From addressing core tensions, to next-gen donors’ giving practices, the WPI research “reinforces a lot of our focus where we go next with our work,” Senior says. CWF’s principles surrounding feminist philanthropy – ceding power, empowering others – speaks the language of systems change. “We’re at the tipping point,” Senior says, of where to go next in engaging young donors to “become partners in systems change” and the “shifting of money and power.” Conversations surrounding gender and equity, diversity and inclusion, as well as social justice – sparked by the COVID-19 pandemic and the murder of George Floyd – are becoming commonplace in Canada, she says. Even terms such as “intersectionality.” More and more people are “actually speaking this language,” Senior says, adding that it used to be “kind of lonely out there in the desert.”
I don’t think this is impossible work. It takes a long time, but I don’t think it’s impossible. It’s possible to end poverty, to end homelessness, to end gender-based violence. It’s absolutely possible.Paulette Senior
What’s important is to keep these conversations going. In the past, Senior says, “we’ve seen where language just becomes words and not action.” She has seen what happens when words do become action. In both her work at CWF and past work with front-line organizations, “I’ve witnessed people’s lives being transformed, witnessed them being able to end poverty in their lives for good, and for generations to come,” she says. “I don’t think this is impossible work. It takes a long time, but I don’t think it’s impossible. It’s possible to end poverty, to end homelessness, to end gender-based violence. It’s absolutely possible.”
If there is any hope at all, many are placing bets on the kids, “a generation of people who believe life can and should be better,” writes one Forbes author.

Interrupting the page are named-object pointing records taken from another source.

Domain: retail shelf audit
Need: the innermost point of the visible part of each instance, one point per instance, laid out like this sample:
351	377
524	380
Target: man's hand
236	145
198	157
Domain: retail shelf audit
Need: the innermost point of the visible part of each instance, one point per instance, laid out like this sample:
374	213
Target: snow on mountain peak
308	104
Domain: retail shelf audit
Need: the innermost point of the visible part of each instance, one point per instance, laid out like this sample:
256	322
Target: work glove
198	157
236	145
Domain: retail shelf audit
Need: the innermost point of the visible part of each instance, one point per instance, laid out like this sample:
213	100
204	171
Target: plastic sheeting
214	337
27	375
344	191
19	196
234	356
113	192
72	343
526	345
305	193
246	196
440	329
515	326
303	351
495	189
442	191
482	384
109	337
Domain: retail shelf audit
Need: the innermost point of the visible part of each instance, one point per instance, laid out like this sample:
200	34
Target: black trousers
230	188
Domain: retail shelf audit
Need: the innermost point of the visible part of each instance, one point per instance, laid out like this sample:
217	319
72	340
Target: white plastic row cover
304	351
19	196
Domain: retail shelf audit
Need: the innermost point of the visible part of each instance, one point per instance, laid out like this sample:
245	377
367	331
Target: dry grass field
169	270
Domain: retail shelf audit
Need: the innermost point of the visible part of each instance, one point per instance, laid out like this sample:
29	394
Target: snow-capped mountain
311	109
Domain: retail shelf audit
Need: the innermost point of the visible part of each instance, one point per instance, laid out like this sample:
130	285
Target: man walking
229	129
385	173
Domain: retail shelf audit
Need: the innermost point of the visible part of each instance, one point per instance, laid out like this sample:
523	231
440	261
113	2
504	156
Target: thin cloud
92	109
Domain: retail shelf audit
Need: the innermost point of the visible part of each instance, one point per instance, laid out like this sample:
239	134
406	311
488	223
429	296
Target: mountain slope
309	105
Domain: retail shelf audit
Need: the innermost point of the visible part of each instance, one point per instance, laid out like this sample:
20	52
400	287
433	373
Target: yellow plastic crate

Maybe “your family owns a lot of monogrammed stuff – mostly in cursive” (Clue #23), but rather than focus on the contradiction of practising social justice philanthropy from a place of privilege, Senior prefers to focus on the choice to take action. The tensions faced by the WPI study’s interviewees are by no means new, she says, “but it’s how you act despite them – despite the class privilege, despite the systemic barriers, despite the power structures that exist, that are exclusive – they’re still acting, they’re still doing something. And we can only build on that.”